La zona nord della provincia di Siracusa (Lentini, Carlentini e Augusta) “risulta ancora sotto l’influenza della famiglia Nardo”. La zona sud (Noto, Pachino, Avola, Rosolini) “appare da tempo sotto il controllo del clan Trigila”.
La Dia si sofferma anche sulla frazione di Cassibile dove “risulta attivo il sodalizio dei Linguanti, articolazione dei Trigila, mentre i territori di Pachino e Portopalo di Capo Passero vedrebbero l’egemonia del clan Giuliano del quale sono stati accertati, in passate attività d’indagine, radicati legami con i Cappello di Catania”.
Floridia, Solarino e Sortino risentono invece “dell’influenza criminale della famiglia Aparo. Recenti indagini hanno disvelato la rinnovata operatività di tale sodalizio, grazie ad alcuni affiliati storici tornati in libertà e attivi sul territorio di riferimento nei settori delle estorsioni, dell’usura e degli stupefacenti”.
Allargando l’analisi al contesto siciliano, “coesistono organizzazioni criminali eterogenee e non solo di tipo mafioso.
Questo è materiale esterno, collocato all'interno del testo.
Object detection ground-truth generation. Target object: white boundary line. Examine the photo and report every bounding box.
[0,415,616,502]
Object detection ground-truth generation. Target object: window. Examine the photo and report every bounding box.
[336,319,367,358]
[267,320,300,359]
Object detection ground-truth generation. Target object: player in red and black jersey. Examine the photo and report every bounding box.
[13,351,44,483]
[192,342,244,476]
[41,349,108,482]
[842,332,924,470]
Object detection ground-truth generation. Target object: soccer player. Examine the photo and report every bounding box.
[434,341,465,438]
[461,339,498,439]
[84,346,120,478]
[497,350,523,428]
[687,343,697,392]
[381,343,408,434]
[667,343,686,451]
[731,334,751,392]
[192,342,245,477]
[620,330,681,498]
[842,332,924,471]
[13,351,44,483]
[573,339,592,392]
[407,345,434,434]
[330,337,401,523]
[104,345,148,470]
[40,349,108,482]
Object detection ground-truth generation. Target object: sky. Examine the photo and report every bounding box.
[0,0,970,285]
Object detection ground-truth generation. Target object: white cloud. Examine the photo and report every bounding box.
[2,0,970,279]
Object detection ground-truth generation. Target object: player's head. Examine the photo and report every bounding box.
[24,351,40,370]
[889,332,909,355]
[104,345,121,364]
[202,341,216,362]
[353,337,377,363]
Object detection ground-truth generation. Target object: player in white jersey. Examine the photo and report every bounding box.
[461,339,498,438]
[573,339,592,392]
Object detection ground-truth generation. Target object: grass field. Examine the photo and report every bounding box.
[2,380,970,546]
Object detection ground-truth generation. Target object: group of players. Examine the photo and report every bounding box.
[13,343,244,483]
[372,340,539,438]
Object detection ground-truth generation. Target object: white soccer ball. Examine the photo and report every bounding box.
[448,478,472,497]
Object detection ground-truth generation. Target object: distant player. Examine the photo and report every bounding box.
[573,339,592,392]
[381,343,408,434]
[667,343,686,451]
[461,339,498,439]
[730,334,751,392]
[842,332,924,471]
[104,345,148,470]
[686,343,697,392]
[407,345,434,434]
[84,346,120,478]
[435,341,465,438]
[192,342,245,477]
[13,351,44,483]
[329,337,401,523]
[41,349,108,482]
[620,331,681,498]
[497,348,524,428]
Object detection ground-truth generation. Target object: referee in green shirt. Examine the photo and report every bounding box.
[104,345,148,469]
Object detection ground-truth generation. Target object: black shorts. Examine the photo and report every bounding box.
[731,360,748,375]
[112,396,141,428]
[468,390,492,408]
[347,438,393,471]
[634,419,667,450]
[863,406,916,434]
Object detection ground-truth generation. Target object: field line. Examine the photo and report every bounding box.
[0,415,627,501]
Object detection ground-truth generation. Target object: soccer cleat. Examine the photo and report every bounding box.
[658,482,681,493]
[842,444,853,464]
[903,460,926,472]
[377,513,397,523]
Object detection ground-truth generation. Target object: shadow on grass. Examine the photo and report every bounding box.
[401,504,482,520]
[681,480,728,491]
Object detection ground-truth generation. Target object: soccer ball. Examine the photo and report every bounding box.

Nelle province di Palermo, Trapani e Agrigento è egemone cosa nostra. (…) Nella parte orientale della Sicilia sono inoltre presenti ulteriori gruppi e clan mafiosi di minori dimensioni e con interessi circoscritti in un ambito territoriale limitato ma che si mostrano tuttavia pervasivi nell’area d’influenza di riferimento e operativamente spregiudicati”. La Dia ben focalizza gli interessi “intorno ai quali si concentra l’azione mafiosa” nella nostra regione: estorsioni, dell’usura, narcotraffico, gestione dello spaccio di stupefacenti, infiltrazione nel gioco d’azzardo illecito e del controllo di quello illegale. “A questi si aggiungono l’inquinamento dell’economia dei territori di riferimento soprattutto nei campi imprenditoriali dell’edilizia, del movimento terra e dell’approvvigionamento degli inerti, dello smaltimento dei rifiuti, della gestione dei servizi cimiteriali e dei trasporti. Non mancano poi gli inserimenti nei settori caratterizzati dall’erogazione di contributi pubblici come nel caso della produzione di energia da fonti rinnovabili, dell’agricoltura e dell’allevamento. Spesso ciò si realizza attraverso l’infiltrazione o il condizionamento degli Enti locali anche avvalendosi della complicità di politici e funzionari corrotti”.